Finding geographical points of interest using Python

This blog will take a look at scraping the TomTom and Google Places APIs to get all the points of interest in an area. A recursive grid search algorithm is discussed that efficiently identifies all of the POIs in a large area where there is a limit on the number of results the API returns.

TomTom vs Google

First, let’s compare each API:

TomTom Google Places
Max free daily requests 2500 2500
Max results returned 100 20
Point search Yes Yes
Max point search radius none 50km
Rectangle search Yes No
Up-to-date No Yes

In each case, you need to register for your own API key which you include as a parameter in the search. Both provide the same number of free daily requests, but TomTom returns more results and allows you to search a broader area. Google’s results, however, are generally more up-to-date and complete.

The rectangular search function of the TomTom API allows us to recursively search smaller and smaller areas untill all points of interest are found so we use that instead of the Google API. Let’s look at the code.

Imports

We’ll use the requests library to make the API calls and pandas to view the results.

import os
import requests
import json
import pandas

This function makes each API call and processes the results by only selecting the fields we need. It’s a good idea to save the full response to a text file as well.
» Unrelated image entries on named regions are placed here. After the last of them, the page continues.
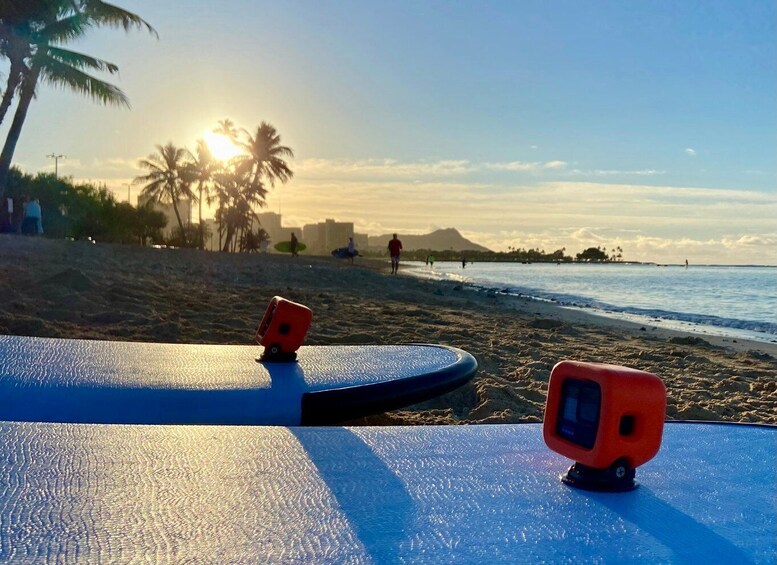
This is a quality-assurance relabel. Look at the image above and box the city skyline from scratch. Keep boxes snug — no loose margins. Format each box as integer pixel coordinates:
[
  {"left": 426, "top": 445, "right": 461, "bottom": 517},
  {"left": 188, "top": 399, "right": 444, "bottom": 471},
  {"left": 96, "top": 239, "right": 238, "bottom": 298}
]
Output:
[{"left": 0, "top": 0, "right": 777, "bottom": 264}]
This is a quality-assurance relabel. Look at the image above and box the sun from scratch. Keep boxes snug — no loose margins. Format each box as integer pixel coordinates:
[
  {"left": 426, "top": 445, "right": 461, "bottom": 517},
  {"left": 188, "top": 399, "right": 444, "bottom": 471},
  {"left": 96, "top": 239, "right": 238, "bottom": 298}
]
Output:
[{"left": 202, "top": 131, "right": 240, "bottom": 162}]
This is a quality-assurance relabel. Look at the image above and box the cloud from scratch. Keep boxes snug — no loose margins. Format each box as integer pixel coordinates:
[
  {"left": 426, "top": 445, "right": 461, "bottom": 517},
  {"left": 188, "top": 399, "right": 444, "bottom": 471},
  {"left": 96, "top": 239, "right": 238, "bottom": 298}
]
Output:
[
  {"left": 570, "top": 169, "right": 666, "bottom": 177},
  {"left": 480, "top": 161, "right": 567, "bottom": 172},
  {"left": 295, "top": 159, "right": 567, "bottom": 180}
]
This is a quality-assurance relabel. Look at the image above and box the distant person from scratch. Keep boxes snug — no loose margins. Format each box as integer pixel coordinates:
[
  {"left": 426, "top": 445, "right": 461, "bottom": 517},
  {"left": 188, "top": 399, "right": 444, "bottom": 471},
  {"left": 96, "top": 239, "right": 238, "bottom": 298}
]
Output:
[
  {"left": 388, "top": 230, "right": 402, "bottom": 275},
  {"left": 347, "top": 237, "right": 359, "bottom": 263},
  {"left": 22, "top": 198, "right": 43, "bottom": 235},
  {"left": 2, "top": 197, "right": 15, "bottom": 233}
]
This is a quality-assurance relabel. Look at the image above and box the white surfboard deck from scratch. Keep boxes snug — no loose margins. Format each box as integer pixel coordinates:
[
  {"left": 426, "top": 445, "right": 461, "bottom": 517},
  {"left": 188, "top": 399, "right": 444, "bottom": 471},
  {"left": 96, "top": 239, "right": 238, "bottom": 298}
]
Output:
[
  {"left": 0, "top": 336, "right": 477, "bottom": 425},
  {"left": 0, "top": 422, "right": 777, "bottom": 564}
]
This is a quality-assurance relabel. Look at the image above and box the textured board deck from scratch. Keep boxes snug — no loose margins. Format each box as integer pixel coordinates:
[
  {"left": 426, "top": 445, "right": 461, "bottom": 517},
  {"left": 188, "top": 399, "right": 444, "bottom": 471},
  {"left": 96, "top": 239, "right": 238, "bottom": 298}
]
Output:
[
  {"left": 0, "top": 336, "right": 477, "bottom": 425},
  {"left": 0, "top": 422, "right": 777, "bottom": 564}
]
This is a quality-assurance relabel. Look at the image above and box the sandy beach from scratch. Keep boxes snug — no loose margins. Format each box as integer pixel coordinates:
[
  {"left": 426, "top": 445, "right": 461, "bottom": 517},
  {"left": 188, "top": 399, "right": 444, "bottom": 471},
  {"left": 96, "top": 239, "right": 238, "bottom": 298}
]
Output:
[{"left": 0, "top": 235, "right": 777, "bottom": 424}]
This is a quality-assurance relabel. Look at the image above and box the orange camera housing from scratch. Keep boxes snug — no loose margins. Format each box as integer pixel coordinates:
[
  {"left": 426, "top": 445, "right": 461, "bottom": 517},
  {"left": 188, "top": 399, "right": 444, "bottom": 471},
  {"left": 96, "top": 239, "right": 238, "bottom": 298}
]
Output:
[
  {"left": 543, "top": 361, "right": 666, "bottom": 469},
  {"left": 256, "top": 296, "right": 313, "bottom": 360}
]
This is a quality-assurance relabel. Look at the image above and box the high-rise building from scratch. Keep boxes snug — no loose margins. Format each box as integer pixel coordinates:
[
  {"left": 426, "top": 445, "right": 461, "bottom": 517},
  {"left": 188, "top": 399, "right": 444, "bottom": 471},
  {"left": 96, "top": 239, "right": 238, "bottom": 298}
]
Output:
[{"left": 138, "top": 194, "right": 192, "bottom": 237}]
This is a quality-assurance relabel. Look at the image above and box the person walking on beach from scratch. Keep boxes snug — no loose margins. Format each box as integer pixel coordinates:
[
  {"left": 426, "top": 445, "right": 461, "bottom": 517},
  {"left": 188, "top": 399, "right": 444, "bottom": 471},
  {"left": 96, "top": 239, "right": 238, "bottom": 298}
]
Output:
[
  {"left": 22, "top": 198, "right": 43, "bottom": 235},
  {"left": 388, "top": 234, "right": 402, "bottom": 275}
]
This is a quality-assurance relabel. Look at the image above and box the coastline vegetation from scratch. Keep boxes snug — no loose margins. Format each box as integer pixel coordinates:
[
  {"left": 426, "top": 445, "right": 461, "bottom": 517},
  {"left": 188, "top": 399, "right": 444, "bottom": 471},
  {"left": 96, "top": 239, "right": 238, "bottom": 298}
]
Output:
[
  {"left": 134, "top": 119, "right": 294, "bottom": 252},
  {"left": 0, "top": 0, "right": 156, "bottom": 197},
  {"left": 360, "top": 247, "right": 623, "bottom": 263}
]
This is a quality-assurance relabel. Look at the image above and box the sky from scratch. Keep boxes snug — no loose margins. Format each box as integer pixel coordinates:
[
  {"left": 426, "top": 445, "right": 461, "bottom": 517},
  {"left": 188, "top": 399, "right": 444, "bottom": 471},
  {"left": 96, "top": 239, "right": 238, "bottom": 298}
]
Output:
[{"left": 0, "top": 0, "right": 777, "bottom": 264}]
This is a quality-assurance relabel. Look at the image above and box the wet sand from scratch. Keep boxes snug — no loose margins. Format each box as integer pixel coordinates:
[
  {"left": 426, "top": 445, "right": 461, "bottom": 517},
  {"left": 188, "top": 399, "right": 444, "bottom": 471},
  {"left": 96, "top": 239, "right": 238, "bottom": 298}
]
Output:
[{"left": 0, "top": 235, "right": 777, "bottom": 424}]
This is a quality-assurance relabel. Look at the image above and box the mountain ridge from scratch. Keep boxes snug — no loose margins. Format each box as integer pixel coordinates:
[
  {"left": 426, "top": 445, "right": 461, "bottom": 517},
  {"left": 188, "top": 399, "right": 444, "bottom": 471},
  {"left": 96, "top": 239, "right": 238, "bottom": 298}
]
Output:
[{"left": 369, "top": 228, "right": 490, "bottom": 251}]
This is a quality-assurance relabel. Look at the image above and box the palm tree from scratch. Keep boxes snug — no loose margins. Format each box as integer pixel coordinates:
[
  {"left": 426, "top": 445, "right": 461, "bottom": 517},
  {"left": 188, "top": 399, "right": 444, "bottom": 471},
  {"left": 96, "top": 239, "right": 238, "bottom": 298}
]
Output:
[
  {"left": 214, "top": 170, "right": 267, "bottom": 251},
  {"left": 133, "top": 143, "right": 196, "bottom": 243},
  {"left": 0, "top": 0, "right": 156, "bottom": 197},
  {"left": 235, "top": 122, "right": 294, "bottom": 186},
  {"left": 186, "top": 139, "right": 219, "bottom": 249},
  {"left": 213, "top": 118, "right": 237, "bottom": 141}
]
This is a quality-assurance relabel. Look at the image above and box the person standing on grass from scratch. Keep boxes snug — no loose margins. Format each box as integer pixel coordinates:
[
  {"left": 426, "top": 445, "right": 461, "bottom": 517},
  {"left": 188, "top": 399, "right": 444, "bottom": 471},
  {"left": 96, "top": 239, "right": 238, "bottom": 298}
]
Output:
[
  {"left": 22, "top": 198, "right": 43, "bottom": 235},
  {"left": 388, "top": 234, "right": 402, "bottom": 275}
]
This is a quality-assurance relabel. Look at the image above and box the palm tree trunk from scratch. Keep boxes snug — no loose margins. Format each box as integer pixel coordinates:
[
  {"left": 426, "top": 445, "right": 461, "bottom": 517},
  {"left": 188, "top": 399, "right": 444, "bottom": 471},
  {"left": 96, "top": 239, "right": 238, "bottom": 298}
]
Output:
[
  {"left": 221, "top": 223, "right": 234, "bottom": 252},
  {"left": 197, "top": 181, "right": 205, "bottom": 250},
  {"left": 0, "top": 61, "right": 41, "bottom": 198},
  {"left": 0, "top": 61, "right": 22, "bottom": 124},
  {"left": 173, "top": 198, "right": 186, "bottom": 242}
]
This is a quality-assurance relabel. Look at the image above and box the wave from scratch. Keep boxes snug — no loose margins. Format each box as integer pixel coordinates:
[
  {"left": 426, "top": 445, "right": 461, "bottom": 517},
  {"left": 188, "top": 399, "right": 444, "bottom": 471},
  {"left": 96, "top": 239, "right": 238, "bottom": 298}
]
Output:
[{"left": 414, "top": 272, "right": 777, "bottom": 341}]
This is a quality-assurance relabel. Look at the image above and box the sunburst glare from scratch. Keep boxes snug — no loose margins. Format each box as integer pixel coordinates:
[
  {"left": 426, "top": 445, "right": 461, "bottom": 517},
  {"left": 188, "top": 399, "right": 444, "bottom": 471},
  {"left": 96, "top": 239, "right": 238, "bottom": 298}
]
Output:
[{"left": 202, "top": 131, "right": 240, "bottom": 161}]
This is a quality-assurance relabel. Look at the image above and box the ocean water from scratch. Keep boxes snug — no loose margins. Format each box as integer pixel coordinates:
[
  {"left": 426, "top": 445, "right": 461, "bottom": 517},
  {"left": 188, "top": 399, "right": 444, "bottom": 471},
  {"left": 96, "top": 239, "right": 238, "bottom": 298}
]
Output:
[{"left": 404, "top": 261, "right": 777, "bottom": 342}]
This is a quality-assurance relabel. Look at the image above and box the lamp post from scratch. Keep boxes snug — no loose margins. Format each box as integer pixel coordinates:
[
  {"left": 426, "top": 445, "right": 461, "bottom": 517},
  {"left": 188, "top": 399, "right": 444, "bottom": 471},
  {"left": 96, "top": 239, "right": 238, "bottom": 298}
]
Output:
[{"left": 46, "top": 153, "right": 67, "bottom": 178}]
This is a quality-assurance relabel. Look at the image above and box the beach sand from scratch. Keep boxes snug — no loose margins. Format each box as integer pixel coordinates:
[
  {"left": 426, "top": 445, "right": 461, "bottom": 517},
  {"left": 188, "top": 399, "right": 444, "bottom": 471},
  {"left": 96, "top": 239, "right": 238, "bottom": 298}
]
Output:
[{"left": 0, "top": 235, "right": 777, "bottom": 424}]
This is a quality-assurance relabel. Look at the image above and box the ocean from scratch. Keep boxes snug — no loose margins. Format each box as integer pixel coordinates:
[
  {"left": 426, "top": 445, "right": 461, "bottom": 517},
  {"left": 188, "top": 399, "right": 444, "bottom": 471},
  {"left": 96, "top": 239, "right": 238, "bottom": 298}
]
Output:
[{"left": 403, "top": 261, "right": 777, "bottom": 342}]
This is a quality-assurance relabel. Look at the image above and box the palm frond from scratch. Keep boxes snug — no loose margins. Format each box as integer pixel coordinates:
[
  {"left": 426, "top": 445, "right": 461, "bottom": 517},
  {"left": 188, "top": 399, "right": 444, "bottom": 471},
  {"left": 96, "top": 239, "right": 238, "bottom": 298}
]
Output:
[
  {"left": 34, "top": 13, "right": 92, "bottom": 43},
  {"left": 47, "top": 46, "right": 119, "bottom": 74},
  {"left": 81, "top": 0, "right": 159, "bottom": 38},
  {"left": 41, "top": 58, "right": 130, "bottom": 108}
]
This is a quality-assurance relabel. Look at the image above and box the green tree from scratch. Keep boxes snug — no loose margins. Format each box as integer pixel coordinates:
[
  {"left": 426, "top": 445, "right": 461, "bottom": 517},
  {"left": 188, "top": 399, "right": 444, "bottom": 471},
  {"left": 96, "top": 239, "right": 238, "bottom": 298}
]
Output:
[
  {"left": 0, "top": 0, "right": 156, "bottom": 197},
  {"left": 575, "top": 247, "right": 609, "bottom": 263},
  {"left": 214, "top": 170, "right": 267, "bottom": 251},
  {"left": 133, "top": 142, "right": 196, "bottom": 243},
  {"left": 234, "top": 122, "right": 294, "bottom": 187},
  {"left": 184, "top": 139, "right": 215, "bottom": 249}
]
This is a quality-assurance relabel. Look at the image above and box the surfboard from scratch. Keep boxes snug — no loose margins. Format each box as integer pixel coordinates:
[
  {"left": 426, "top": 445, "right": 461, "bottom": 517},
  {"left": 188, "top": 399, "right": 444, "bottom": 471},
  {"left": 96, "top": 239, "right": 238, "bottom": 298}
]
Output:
[
  {"left": 332, "top": 247, "right": 359, "bottom": 259},
  {"left": 273, "top": 241, "right": 307, "bottom": 253},
  {"left": 0, "top": 336, "right": 477, "bottom": 425},
  {"left": 0, "top": 422, "right": 777, "bottom": 563}
]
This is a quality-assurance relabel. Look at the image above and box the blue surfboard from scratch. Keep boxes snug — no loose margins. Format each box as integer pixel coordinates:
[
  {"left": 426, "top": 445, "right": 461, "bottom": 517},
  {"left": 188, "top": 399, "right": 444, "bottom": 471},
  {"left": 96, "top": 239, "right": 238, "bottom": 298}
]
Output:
[
  {"left": 0, "top": 422, "right": 777, "bottom": 564},
  {"left": 0, "top": 336, "right": 477, "bottom": 425}
]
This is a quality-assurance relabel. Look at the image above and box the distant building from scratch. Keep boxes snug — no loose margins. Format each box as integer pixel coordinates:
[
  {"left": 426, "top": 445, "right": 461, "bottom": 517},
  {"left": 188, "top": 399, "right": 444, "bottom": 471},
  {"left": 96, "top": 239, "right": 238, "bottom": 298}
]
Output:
[
  {"left": 202, "top": 218, "right": 221, "bottom": 251},
  {"left": 302, "top": 218, "right": 369, "bottom": 253},
  {"left": 138, "top": 194, "right": 192, "bottom": 237},
  {"left": 258, "top": 212, "right": 368, "bottom": 253},
  {"left": 257, "top": 212, "right": 305, "bottom": 245}
]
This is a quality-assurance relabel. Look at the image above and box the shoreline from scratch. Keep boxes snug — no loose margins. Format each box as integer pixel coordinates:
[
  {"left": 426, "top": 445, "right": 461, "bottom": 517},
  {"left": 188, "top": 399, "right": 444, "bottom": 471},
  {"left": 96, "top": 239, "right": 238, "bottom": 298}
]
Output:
[
  {"left": 0, "top": 235, "right": 777, "bottom": 425},
  {"left": 400, "top": 261, "right": 777, "bottom": 355}
]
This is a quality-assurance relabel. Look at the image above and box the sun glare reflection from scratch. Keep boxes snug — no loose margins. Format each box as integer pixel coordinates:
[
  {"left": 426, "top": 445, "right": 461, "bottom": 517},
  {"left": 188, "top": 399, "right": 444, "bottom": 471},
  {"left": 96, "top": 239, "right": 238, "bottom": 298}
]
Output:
[{"left": 202, "top": 131, "right": 240, "bottom": 161}]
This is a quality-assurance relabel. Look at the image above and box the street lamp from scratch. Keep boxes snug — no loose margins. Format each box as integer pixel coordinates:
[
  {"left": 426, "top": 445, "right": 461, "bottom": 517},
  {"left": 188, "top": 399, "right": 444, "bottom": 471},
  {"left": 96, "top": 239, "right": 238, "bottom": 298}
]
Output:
[{"left": 46, "top": 153, "right": 67, "bottom": 178}]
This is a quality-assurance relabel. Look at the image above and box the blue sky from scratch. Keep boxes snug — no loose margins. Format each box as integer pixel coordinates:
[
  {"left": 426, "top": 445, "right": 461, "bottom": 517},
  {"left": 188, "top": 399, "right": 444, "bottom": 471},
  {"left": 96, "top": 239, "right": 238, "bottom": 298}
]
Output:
[{"left": 3, "top": 0, "right": 777, "bottom": 264}]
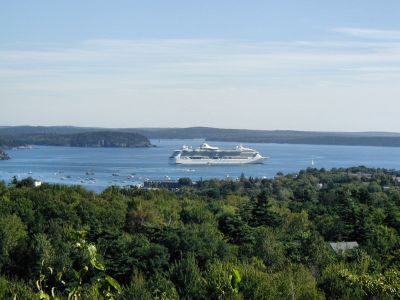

def tomtom_category_search_request(api_key, category, top_left=None, btm_right=None):
    # create the directory if it doesn't exist:
    directory = 'output/' + category
    if not os.path.exists(directory):
        os.makedirs(directory)
    url = """
            https://api.tomtom.com/search/2/categorySearch/{category}.json?key={api_key}&topLeft={top_left}&btmRight={btm_right}&countrySet=ZA&limit=100
          """.format(category=category, api_key=api_key, top_left=top_left, btm_right=btm_right)
    filename = 'output/' + category + '/out_' + str(top_left).replace('.','') + '_' + str(btm_right).replace('.','') + '.txt'
    response = requests.get(url)
    data = response.json()
    if 'httpStatusCode' not in data:
        with open(filename, 'w') as outfile:
            json.dump(data, outfile)

        number_pois = len(data['results'])
        poi_data = {}
        # extract the fields we need
        for result in data['results']:
            name = result["poi"]["name"] if "name" in result["poi"] else None
            id = result["id"] if "id" in result else None
            lat = result["position"]["lat"] if "lat" in result["position"] else None
            lon = result["position"]["lon"] if "lon" in result["position"] else None
            categories = [j[0]["name"] for j in [i["names"] for i in result["poi"]["classifications"]]][0]    
            countrySubdivision = result["address"]["countrySubdivision"] if "countrySubdivision" in result["address"] else None
            freeformAddress = result["address"]["freeformAddress"] if "freeformAddress" in result["address"] else None
            poi_data[id] = {
                'name': name,
                'lat': lat,
                'lon': lon,
                'categories': categories,
                'countrySubdivision': countrySubdivision,
                'freeformAddress': freeformAddress
            }

        return {"data": poi_data, "filename": filename, "number_pois": number_pois}
    else:
        return {"error": "error"}

Testing this on the area around the Kalahari Mall in Upington:

api_key = '<My API KEY>' # get your API key here: https://developer.tomtom.com/tomtom-maps-apis-developers
result = tomtom_category_search_request(api_key, 'cash dispenser', '-28.416455,21.213253', '-28.457805,21.309467')
print("Number of POIs found: " + str(result['number_pois']))
print("Output file: " + result['filename'])
# display the first few results
display(pd.DataFrame.from_dict(result['data'], orient='index').head())
Number of POIs found: 18
Output file: output/cash dispenser/out_-28416455,21213253_-28457805,21309467.txt
lon freeformAddress name lat categories countrySubdivision
ZA/POI/p0/11783 21.25640 Oosterville, Khara Hais, Northern Cape, 8801 FNB Kalahari Mall -28.44360 cash dispenser Northern Cape
ZA/POI/p0/14482 21.24600 Upington, Khara Hais, Northern Cape, 8801 FNB Kalahari Pick And Pay Centre -28.45380 cash dispenser Northern Cape
ZA/POI/p0/156887 21.24940 Scott Street, Upington, Khara Hais, Northern C... Standard Bank Elron Motors -28.45490 cash dispenser Northern Cape
ZA/POI/p0/169466 21.24681 Scott Street, Upington, Khara Hais, Northern C... Capitec Bank Upington Scott Street -28.45729 cash dispenser Northern Cape
ZA/POI/p0/186303 21.26872 Hummel Street, Oosterville, Khara Hais, Northe... ABSA Village Plaza Upington, Oosterville -28.43968 cash dispenser Northern Cape

Since the API doesn’t return all the results, but rather only a maximum of 100, we need a way to find the rest of the POIs.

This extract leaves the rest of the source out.